It’s mid-October, so it must be Get Rid of Monkey Bars! season. As an early childhood educator, I know the drill. Monkey bars are so retro (not in a fun way). Monkey bars are the scourge of the playground. Someone’s kid just broke an arm on the monkey bars. Can you believe we still have monkey bars? Somebody really should call the authorities about those monkey bars…
As Dan Kois writes today in, “Monkey Bars Are a Menace”:
Monkey bars broke my daughter’s arm. Why are they still around?
He marshals his evidence, sort of. Monkey bars account for a sizable percentage of children’s fractures, according to an X-ray tech friend. I’m too lazy to hunt down the stats myself — he’s claiming 15-20 percent – but the hectoring epidemiologist in me wants to point out the distinction between relative and attributable risk. Sure, you’re relatively more at risk of breaking an elbow monkeying around on monkey bars than while eating Fritos on your couch. But how many fractures are we actually talking about here? Seriously? Most kids don’t break bones!

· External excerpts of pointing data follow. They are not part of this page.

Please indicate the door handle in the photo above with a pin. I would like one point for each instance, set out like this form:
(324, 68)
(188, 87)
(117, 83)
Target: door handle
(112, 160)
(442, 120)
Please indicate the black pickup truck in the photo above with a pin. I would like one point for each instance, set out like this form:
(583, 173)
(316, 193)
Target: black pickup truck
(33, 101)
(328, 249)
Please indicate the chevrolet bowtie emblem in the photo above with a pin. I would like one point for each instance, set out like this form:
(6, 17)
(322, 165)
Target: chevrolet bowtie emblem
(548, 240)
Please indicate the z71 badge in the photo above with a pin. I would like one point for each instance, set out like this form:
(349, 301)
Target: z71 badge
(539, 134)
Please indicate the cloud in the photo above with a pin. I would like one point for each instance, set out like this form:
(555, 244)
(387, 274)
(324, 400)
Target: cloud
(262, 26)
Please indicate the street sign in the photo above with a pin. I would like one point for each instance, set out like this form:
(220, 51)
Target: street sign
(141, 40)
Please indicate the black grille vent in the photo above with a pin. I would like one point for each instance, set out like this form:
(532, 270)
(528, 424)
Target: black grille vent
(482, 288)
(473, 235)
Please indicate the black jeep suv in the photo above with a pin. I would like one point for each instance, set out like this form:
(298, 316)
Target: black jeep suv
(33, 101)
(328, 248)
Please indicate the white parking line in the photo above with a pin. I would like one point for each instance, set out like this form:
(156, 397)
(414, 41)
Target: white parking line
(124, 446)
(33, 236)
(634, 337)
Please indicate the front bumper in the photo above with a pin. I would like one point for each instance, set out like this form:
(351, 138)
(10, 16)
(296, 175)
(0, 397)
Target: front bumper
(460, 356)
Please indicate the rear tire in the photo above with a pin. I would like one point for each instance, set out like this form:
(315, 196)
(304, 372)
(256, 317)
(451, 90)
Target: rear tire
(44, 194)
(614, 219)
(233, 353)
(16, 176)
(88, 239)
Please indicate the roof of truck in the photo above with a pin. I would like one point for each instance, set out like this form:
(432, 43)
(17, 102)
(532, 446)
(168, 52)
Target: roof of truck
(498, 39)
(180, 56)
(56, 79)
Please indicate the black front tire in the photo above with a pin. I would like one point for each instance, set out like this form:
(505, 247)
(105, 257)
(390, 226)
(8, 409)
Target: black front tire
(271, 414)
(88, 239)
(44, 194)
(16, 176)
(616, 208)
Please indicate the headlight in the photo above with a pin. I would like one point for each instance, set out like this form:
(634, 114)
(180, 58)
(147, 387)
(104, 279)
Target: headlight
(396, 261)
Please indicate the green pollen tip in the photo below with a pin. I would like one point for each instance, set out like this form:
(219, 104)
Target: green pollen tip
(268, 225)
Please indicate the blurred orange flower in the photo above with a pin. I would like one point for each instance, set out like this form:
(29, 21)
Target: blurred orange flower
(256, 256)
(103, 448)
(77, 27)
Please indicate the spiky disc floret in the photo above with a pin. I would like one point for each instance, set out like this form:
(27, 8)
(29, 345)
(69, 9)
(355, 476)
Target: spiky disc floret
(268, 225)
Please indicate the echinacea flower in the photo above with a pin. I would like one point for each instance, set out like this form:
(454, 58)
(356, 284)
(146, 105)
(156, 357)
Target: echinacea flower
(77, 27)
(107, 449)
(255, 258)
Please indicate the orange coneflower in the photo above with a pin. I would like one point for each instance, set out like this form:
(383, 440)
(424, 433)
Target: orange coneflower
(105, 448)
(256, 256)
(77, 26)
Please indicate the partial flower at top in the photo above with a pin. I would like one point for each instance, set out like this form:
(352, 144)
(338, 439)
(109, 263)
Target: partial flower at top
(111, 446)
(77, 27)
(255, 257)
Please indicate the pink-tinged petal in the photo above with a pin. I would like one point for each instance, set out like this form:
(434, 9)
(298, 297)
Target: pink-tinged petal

And even the ones that do often have so-called green stick fractures that heal beautifully and rarely require a cast. (My son got one … at a bar mitzvah party.)
I know there are two parenting camps about these sorts of things - the worriers and the slackers – but I’m going to stake out a middle ground. (How novel for me!). Monkey bars are really, really great for gross motor control. Few things are as thrilling as gaining mastery of monkey bars. We’ve taken away most of the fun and learning out of childhood but I really think monkey bars have to stay. I do, however, have a small suggestion.
I wonder why we put so much responsibility on small children’s shoulders when there is a simpler solution. What happened to “spotting” kids who do scary things? Little kids need supervision. They need to understand that monkey bars are a choice for when an adult is standing by. That’s what we did when I taught preschool and the kids monitored themselves and immediately called out a kid who wandered over to the monkey bars when the area was ‘closed.’ In the early childhood education biz, we call this “scaffolding:” giving small children the appropriate level of teacher support to meet their goals.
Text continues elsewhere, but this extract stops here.